You should also look elsewhere if build quality and premium materials are a dealbreaker. The plastic construction, while stylish, lands in the 34th percentile in our database. It doesn't feel fragile, but it doesn't have the dense, luxurious feel of a Sennheiser MOMENTUM 4. If you're tough on your gear and want something that feels indestructible, consider stretching your budget for a pair with more metal in the build or at least grabbing a third-party hard case for protection.
Verdict
For the daily commuter, the student on a budget, or anyone who just wants a great-sounding pair of wireless headphones without overthinking it, the CMF Headphone Pro is the easiest recommendation we can make right now. The combination of stellar battery life, a fun and customizable sound, and genuinely useful ANC at this price is a rare find. It's the pair you throw in your bag without a second thought, and the 50-hour battery means you'll almost never be caught with a dead headphone.

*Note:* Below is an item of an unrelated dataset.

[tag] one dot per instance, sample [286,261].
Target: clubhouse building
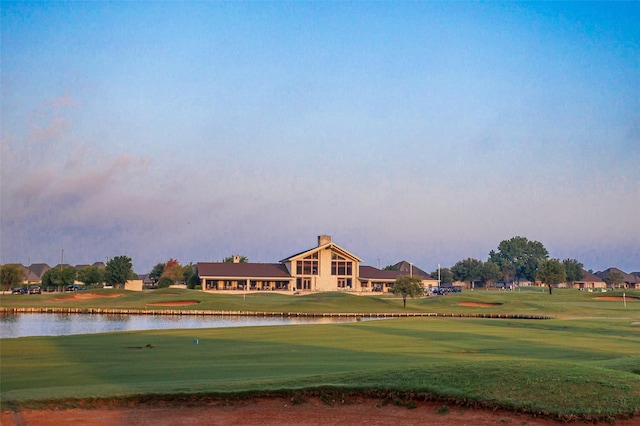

If you're a frequent flyer who needs the absolute best noise cancellation to create a cone of silence at 35,000 feet, you should look elsewhere. The adaptive ANC is good, but it won't replace a pair of Sony XM5s or Bose QuietComforts for that specific use case. Similarly, if you're rough on your gear and need a tank-like build quality, the mostly plastic construction here might not survive years of abuse. But for everyone else, sitting in a coffee shop, working from home, or just vibing on a walk, the CMF Headphone Pro is a spectacular deal that's hard to fault.